È determinato, il Signore Gesù, perché vuole difendere quanto ha scoperto, quanto ha scoperto nel cuore, vuole adempiere a quella che considera la sua missione. Se questa è la sua vita, poco gli importa di morire per difendere quello che di più prezioso. Quindi, conclude, chi vuole essere suo discepolo deve essere disposto, come lui, a salire sulla croce, affrontando onta e vergogna, disposto a rinunciare all’approvazione degli altri piuttosto che a Dio.
Questo è il significato dell’invito di Gesù a prendere la croce: quello di entrare nella logica del dono totale di sé, dello spendere la vita per il Regno. Perciò Dio non manda le croci, non mette alla prova i suoi figli inviando disgrazie e iatture. Perché dovrebbe? Per rinforzare la nostra piccola fede con il dolore? Ma nel dolore, quasi sempre, la fede la perdiamo, non la rinforziamo! Dio non manda le croci, non dà uno scorpione al figlio che gli chiede un uovo! La vita, gli altri, i nostri pensieri ci crocifiggono, non Dio.

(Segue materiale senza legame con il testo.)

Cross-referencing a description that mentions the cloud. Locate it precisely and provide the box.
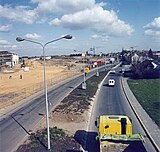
[25,33,42,40]
[143,17,160,38]
[144,29,160,37]
[0,40,10,45]
[0,5,38,24]
[144,17,160,28]
[92,34,110,41]
[0,25,11,32]
[49,6,134,36]
[31,0,95,14]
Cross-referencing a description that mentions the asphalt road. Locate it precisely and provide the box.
[0,64,112,152]
[79,70,154,152]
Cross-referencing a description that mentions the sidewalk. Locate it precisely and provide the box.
[121,77,160,151]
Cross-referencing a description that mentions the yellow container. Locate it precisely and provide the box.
[99,115,132,135]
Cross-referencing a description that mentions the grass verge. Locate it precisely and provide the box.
[16,71,108,152]
[128,79,160,127]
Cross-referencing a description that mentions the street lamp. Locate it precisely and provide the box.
[16,35,72,149]
[74,50,87,90]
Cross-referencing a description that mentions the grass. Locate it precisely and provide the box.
[16,71,108,152]
[128,79,160,127]
[16,127,80,152]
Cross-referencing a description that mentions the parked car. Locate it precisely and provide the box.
[110,70,116,74]
[108,79,115,86]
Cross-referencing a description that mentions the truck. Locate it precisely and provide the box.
[95,115,146,152]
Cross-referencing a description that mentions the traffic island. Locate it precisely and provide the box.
[17,71,108,152]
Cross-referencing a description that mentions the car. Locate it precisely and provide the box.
[110,70,116,74]
[108,79,115,86]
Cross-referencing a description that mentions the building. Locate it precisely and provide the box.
[0,51,19,67]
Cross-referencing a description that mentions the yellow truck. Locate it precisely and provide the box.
[95,115,146,152]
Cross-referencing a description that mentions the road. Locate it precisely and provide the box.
[79,68,155,152]
[0,65,110,152]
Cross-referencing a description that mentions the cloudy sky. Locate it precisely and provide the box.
[0,0,160,56]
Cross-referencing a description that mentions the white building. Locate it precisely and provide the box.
[0,51,19,67]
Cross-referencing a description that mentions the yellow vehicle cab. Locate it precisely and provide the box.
[95,115,132,135]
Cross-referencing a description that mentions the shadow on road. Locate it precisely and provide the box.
[74,130,100,152]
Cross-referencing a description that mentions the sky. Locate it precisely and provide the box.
[0,0,160,56]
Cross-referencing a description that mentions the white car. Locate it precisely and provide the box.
[110,70,116,74]
[108,79,115,86]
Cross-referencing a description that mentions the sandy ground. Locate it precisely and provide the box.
[0,61,80,109]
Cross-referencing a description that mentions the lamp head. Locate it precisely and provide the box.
[63,35,72,39]
[16,37,25,42]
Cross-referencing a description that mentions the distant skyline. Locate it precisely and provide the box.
[0,0,160,56]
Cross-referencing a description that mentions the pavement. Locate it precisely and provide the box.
[121,77,160,151]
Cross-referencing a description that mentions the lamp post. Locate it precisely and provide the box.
[16,35,72,149]
[74,50,87,90]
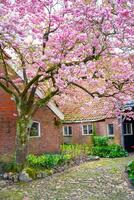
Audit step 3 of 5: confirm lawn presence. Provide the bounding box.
[0,154,134,200]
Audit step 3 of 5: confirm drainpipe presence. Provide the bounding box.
[119,117,125,148]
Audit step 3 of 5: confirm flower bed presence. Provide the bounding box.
[91,136,128,158]
[127,161,134,186]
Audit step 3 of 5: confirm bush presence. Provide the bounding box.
[108,144,128,158]
[1,161,23,172]
[93,136,109,147]
[127,161,134,185]
[61,144,91,158]
[91,144,128,158]
[27,154,71,169]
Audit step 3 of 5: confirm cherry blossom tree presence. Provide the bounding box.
[0,0,134,164]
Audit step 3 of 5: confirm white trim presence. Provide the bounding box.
[63,117,106,124]
[12,68,64,120]
[81,124,93,136]
[124,123,133,135]
[29,121,41,138]
[63,125,73,137]
[107,123,114,137]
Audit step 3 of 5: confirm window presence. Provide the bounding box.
[63,126,72,136]
[82,125,93,135]
[107,124,114,136]
[30,121,40,137]
[124,123,133,135]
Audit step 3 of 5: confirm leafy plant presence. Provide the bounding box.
[94,136,109,147]
[61,144,91,158]
[1,161,23,172]
[91,144,128,158]
[27,154,71,169]
[127,161,134,185]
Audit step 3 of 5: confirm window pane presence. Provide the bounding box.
[108,124,114,135]
[68,126,72,135]
[124,123,133,135]
[83,125,88,135]
[30,122,39,136]
[88,125,93,134]
[64,126,67,135]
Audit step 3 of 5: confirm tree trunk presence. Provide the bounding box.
[15,117,31,165]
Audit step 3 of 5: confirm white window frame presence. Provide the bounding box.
[107,123,114,137]
[81,124,93,135]
[63,125,73,137]
[29,121,41,138]
[124,123,133,135]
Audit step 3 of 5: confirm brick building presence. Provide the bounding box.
[60,91,134,149]
[0,86,63,160]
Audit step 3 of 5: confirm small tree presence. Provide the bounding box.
[0,0,133,164]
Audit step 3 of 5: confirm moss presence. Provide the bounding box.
[24,167,53,179]
[0,191,24,200]
[24,167,37,179]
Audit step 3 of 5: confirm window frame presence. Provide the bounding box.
[107,123,114,137]
[63,125,73,137]
[124,123,133,135]
[81,124,93,136]
[29,121,41,138]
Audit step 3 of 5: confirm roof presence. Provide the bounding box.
[56,90,115,123]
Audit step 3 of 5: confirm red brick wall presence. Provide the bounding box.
[0,89,61,160]
[29,107,61,154]
[62,118,120,144]
[0,89,16,156]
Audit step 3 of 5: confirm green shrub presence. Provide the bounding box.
[91,146,110,158]
[1,161,23,172]
[91,144,128,158]
[27,154,71,169]
[93,136,109,147]
[108,144,128,158]
[127,161,134,185]
[61,144,91,158]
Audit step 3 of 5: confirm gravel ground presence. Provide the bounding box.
[0,154,134,200]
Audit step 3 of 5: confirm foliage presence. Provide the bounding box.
[61,144,91,158]
[94,136,109,147]
[27,154,71,169]
[0,0,134,166]
[127,161,134,185]
[91,144,128,158]
[1,161,23,172]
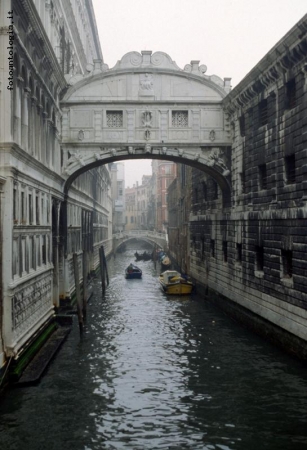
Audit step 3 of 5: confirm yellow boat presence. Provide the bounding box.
[159,270,193,295]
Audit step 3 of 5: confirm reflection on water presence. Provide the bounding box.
[0,244,307,450]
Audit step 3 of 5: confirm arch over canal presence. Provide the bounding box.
[61,51,231,203]
[113,230,167,252]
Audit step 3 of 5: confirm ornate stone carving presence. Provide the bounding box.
[142,111,152,128]
[139,73,153,95]
[209,130,215,142]
[12,275,52,333]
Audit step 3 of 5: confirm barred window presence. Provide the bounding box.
[281,250,293,278]
[223,241,228,262]
[286,78,297,109]
[285,154,295,184]
[239,115,245,137]
[107,111,123,128]
[172,111,189,128]
[236,242,242,263]
[255,245,264,271]
[258,164,268,189]
[259,99,268,127]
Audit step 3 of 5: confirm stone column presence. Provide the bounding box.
[21,88,30,151]
[127,109,135,142]
[160,109,169,142]
[191,109,200,142]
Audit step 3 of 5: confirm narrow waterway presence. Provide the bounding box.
[0,243,307,450]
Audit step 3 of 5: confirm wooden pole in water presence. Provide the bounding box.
[153,245,157,269]
[99,247,106,295]
[73,253,83,334]
[82,250,87,317]
[102,246,109,286]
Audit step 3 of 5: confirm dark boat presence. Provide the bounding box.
[125,264,142,280]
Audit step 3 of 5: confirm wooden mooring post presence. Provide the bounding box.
[152,245,157,269]
[82,250,88,318]
[73,253,83,334]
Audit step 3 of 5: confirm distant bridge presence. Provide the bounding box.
[113,230,168,252]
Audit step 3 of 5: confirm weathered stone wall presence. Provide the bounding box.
[190,16,307,357]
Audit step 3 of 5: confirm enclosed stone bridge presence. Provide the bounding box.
[61,51,231,198]
[113,230,168,252]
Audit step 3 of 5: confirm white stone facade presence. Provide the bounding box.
[0,0,112,368]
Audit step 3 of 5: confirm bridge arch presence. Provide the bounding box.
[61,51,231,204]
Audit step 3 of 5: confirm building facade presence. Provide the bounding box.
[0,0,112,368]
[125,175,152,231]
[169,16,307,359]
[110,163,125,233]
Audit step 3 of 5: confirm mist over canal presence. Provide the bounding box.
[0,244,307,450]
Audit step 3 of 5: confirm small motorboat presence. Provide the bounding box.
[125,264,142,280]
[159,270,194,295]
[161,255,171,271]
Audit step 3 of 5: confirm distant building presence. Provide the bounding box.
[153,161,176,233]
[125,175,152,230]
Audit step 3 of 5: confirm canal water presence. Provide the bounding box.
[0,246,307,450]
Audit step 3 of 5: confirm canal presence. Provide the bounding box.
[0,243,307,450]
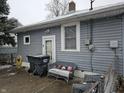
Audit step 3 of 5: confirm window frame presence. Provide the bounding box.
[23,35,30,45]
[61,22,80,52]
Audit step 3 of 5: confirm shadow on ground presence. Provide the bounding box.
[0,68,71,93]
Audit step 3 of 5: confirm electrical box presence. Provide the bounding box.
[85,39,90,45]
[89,45,95,51]
[110,40,118,48]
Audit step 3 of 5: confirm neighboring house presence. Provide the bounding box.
[10,3,124,75]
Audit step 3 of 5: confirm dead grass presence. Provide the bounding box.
[0,68,71,93]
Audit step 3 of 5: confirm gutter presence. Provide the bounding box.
[8,3,124,33]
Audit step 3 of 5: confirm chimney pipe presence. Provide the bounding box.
[69,0,76,12]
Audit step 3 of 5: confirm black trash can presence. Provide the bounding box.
[27,56,50,76]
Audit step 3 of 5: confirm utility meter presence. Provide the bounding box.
[110,40,118,48]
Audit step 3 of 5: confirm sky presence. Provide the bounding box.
[8,0,124,25]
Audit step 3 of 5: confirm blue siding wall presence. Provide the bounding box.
[18,17,123,73]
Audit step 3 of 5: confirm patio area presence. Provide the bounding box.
[0,67,71,93]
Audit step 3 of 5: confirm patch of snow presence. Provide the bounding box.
[1,89,7,93]
[8,73,16,76]
[0,65,12,70]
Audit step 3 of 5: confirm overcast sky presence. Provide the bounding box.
[8,0,124,25]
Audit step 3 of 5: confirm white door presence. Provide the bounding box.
[42,35,56,63]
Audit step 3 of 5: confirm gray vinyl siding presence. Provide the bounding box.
[18,17,123,73]
[0,47,17,54]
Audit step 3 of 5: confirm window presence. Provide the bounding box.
[24,35,30,45]
[61,22,80,51]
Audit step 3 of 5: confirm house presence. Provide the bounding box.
[10,3,124,75]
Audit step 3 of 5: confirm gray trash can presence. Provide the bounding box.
[27,55,50,76]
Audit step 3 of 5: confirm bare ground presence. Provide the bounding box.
[0,68,71,93]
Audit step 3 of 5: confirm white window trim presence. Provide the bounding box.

Chi rifiuta il suo volto è disposto a crocefiggere i discepoli del Nazareno, non certo il Padre. Portare la croce significa, insomma, essere disposti a testimoniare Gesù fino in fondo. Niente prove da superare o dolori da sopportare, quindi, niente esaltazione del dolore, niente del genere. Se vogliamo seguire il Maestro sappiamo fin d’ora quanta determinazione e tenacia ci sono chieste, perché, scoprendoci amati, abbiamo deciso di amare sempre e in ogni condizione, anche quando il gioco si fa duro, come ha saputo fare il Signore.